It’s been a while since I’ve had a space online to write. I switched back to a paper journal earlier this year after years of not writing when the online journal site I was on for years was closed down. I have been writing for therapy purposes to bring it in with me and have just started going for weekly appointments.
I am now in my 20th year of mental health treatment. My diagnoses started off when I was 13/14 as dysthymia (mild chronic depression) and panic disorder. Within that though, I struggled with severe dissociation (hearing internal voices which I never told anyone and other things related to it), self harm/suicidal ideation, sometimes homicidal ideation (tied into dissociation episodes), OCD, panic attacks (nearly daily), generalized anxiety (constant worrying), and social anxiety which made it difficult to interact with people in general.
I was hospitalized three or so times when I was 14/15 for a few weeks at a time and then once for a month when I was 16 or so. The diagnosis then changed to borderline personality disorder. I had tried various medications, antidepressants and then antipsychotics when those all failed. One of the first ones I was put on caused me to gain 25 pounds in under six weeks. During the last hospitalization at 16, I was taken off of it and told to stop eating junk food and exercise in order to the lose weight. I ended up slowly restricting my food intake not realizing it would end up as a full blown eating disorder in a matter of months.
I struggled then with the added issue of an eating disorder for seven hellish years. It took me three years to seek help because I spent time not thinking it was a big deal but then realizing I couldn’t stop on my own. I was only in an outpatient weekly eating disorder program for a few months when I was asked to leave because I was too dissociative and unwell to be there and needed a higher level of care. I was not able to access a higher level of care. They wanted me to move into a group home and start to eat three meals and snacks a day to gain weight. That was the whole reason I needed a higher level of care.
In 2003, I went to the hospital when I experienced really bad stomach pain on the right side. I told them I had an eating disorder, and for some reason that was the one time I was listened to. But because I told them that, they stopped any other testing and only had done blood work then sent me home without looking at the results. The pain I felt also went away when I was there, so they told my sister who was with me that nothing was wrong and sent me home. That night, the pain came back a hundred times worse. I was scared but didn’t know what to do because they said nothing was wrong, and my sister wouldn’t take me back either. I was on the bedroom floor in the dark for hours in the fetal position not able to sleep and barely conscious because the pain was so bad. I can remember talking to voices in my head. I was able to get back to the ER the next morning and was given the proper tests. It was determined that my appendix had burst when I was there the day before, and my blood work had shown an infection. I was told I had to have emergency surgery and was lucky I got there when I did because I was so sick that I had maybe 20 minutes left to live. I spent a week in the hospital and became fearful of the ER after that and their ability to provide adequate care.
I went for several years being medically monitored but not having actual treatment for the eating disorder. The second time I looked into more intensive treatment, the waiting list had gotten longer, and I didn’t meet the program criteria anymore (too sick for the the local outpatient program and provincial residential program but not sick enough for inpatient treatment either medically or psychiatrically).

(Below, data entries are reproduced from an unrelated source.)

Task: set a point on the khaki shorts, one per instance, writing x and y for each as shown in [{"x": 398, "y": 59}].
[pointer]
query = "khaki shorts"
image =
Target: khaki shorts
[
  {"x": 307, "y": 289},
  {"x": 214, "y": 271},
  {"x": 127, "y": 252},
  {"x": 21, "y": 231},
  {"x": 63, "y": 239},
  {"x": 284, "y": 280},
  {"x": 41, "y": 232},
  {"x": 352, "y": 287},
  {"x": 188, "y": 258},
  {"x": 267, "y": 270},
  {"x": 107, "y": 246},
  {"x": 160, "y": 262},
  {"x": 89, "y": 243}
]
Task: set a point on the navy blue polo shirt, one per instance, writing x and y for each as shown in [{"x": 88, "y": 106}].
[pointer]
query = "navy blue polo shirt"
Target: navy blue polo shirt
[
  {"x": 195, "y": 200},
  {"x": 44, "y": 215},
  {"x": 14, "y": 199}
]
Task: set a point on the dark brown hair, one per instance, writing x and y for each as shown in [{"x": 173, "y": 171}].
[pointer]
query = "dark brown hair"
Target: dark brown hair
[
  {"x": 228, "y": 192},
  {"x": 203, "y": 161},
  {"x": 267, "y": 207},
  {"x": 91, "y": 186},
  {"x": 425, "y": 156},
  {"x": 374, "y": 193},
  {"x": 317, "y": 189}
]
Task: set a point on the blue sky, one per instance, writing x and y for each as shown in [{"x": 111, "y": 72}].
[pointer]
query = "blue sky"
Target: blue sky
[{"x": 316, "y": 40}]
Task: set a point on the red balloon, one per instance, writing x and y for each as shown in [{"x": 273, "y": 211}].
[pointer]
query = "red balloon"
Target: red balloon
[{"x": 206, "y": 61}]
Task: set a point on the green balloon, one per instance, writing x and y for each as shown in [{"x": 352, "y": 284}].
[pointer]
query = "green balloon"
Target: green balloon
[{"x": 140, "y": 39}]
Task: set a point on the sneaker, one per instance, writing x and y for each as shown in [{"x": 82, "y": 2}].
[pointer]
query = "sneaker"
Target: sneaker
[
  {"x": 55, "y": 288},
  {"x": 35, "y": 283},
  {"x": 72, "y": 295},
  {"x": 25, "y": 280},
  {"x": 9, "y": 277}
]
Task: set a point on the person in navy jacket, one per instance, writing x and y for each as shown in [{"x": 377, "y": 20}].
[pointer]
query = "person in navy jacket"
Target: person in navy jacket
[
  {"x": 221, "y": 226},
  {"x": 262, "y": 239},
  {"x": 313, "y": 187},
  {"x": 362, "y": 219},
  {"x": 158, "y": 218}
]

I was close to giving up when 2006 came around. I started making videos online talking about my struggles with everything and how it was hard to get help. I met a lot of people through that and became friends with several of them. They became a support for me when I wasn’t able to get that in my offline life.
I was so desperate for help that I called one last place in Canada I thought could help in late 2006/early 2007 for help, but I was denied for several reasons (it also ironically ended up being the LAST year my province would pay for treatment at that facility).
I went on what was going to be one last trip for me and then had planned to end my life because I felt I ran out of options and fought so hard for help that did not exist.